The following table summarizes a classification system proposed in 2010 that correlates histopathological findings with severity of diabetic nephropathy:

Classification of Diabetic Nephropathy According to Histopathological Findings (2010)[6]
Class Findings Inclusion Criteria
I *Thickening of GBM on electron microscopy
*Mild or no changes on light microscopy
*Biopsy does not meet criterial mentioned for class II, III, or IV
*GB width by electron microscopy measuring > 395 nm in female and > 430 nm in male patients aged 9 years and above
IIa Mild mesangial expansion *Biopsy does not meet criteria for class III or IV
*Mild mesangial expansion in > 25% of observed mesangium
IIb *Severe mesangial expansion *Biopsy does not meet criteria for class III or IV
*Severe mesangial expansion in > 25% of observed mesangium
III Nodular sclerosis (Kimmelstiel-Wilson nodules) *Biopsy does not meet criteria for class IV
*At least one Kimmelstiel-Wilson nodule
IV Advanced diabetic glomerulosclerosis *Global glomerular slerosis in > 50% of glomeruli
*Lesions from classes I through III
Adapted from Tervaert TW, Mooyaart AL, Amann K, et al. Pathologic classification of diabetic nephropathy. J Am Soc Nephrol. 2010;21(4):556-63

References

  1. Najafian B, Alpers CE, Fogo AB (2011). "Pathology of human diabetic nephropathy". Contrib Nephrol. 170: 36–47. doi:10.1159/000324942. PMID 21659756.

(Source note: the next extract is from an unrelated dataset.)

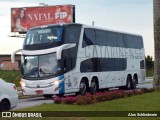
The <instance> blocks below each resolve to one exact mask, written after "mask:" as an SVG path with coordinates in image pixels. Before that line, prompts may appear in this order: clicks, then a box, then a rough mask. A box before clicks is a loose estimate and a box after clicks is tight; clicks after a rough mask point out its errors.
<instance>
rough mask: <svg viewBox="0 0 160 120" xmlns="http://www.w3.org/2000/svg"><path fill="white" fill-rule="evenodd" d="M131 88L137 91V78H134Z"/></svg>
mask: <svg viewBox="0 0 160 120" xmlns="http://www.w3.org/2000/svg"><path fill="white" fill-rule="evenodd" d="M131 88H132V89H136V78H135V77H133V80H132V86H131Z"/></svg>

  2. Mauer SM, Steffes MW, Ellis EN, Sutherland DE, Brown DM, Goetz FC (1984). "Structural-functional relationships in diabetic nephropathy". J Clin Invest. 74 (4): 1143–55. doi:10.1172/JCI111523. PMC 425280. PMID 6480821.
  3. Ellis EN, Steffes MW, Goetz FC, Sutherland DE, Mauer SM (1986). "Glomerular filtration surface in type I diabetes mellitus". Kidney Int. 29 (4): 889–94. PMID 3712971.

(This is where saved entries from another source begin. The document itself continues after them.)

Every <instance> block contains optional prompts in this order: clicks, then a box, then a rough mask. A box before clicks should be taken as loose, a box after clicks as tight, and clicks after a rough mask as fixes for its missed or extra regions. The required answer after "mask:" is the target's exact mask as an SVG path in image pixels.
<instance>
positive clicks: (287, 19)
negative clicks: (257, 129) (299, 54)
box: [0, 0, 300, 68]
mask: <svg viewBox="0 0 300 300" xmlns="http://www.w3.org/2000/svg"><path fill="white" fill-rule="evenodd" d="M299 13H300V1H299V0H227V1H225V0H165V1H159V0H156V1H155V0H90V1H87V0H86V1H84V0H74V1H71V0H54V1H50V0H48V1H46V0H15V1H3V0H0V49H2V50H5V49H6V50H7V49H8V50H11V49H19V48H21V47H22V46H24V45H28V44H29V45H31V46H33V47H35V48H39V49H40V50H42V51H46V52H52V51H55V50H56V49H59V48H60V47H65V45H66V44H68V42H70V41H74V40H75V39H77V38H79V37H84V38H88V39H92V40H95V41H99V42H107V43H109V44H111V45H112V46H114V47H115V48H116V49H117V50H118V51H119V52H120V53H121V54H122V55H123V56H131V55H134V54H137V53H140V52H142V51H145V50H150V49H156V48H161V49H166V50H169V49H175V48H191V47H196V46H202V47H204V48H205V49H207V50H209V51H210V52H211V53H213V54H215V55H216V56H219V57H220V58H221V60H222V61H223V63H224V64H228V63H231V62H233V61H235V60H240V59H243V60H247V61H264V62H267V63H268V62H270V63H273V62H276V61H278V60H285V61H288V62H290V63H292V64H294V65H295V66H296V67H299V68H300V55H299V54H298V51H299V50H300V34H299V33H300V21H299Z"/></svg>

  4. Caramori ML, Kim Y, Huang C, Fish AJ, Rich SS, Miller ME; et al. (2002). "Cellular basis of diabetic nephropathy: 1. Study design and renal structural-functional relationships in patients with long-standing type 1 diabetes". Diabetes. 51 (2): 506–13. PMID 11812762.
  5. Toyoda M, Najafian B, Kim Y, Caramori ML, Mauer M (2007). "Podocyte detachment and reduced glomerular capillary endothelial fenestration in human type 1 diabetic nephropathy". Diabetes. 56 (8): 2155–60. doi:10.2337/db07-0019. PMID 17536064.
  6. Tervaert TW, Mooyaart AL, Amann K, Cohen AH, Cook HT, Drachenberg CB; et al. (2010). "Pathologic classification of diabetic nephropathy". J Am Soc Nephrol. 21 (4): 556–63. doi:10.1681/ASN.2010010010. PMID 20167701.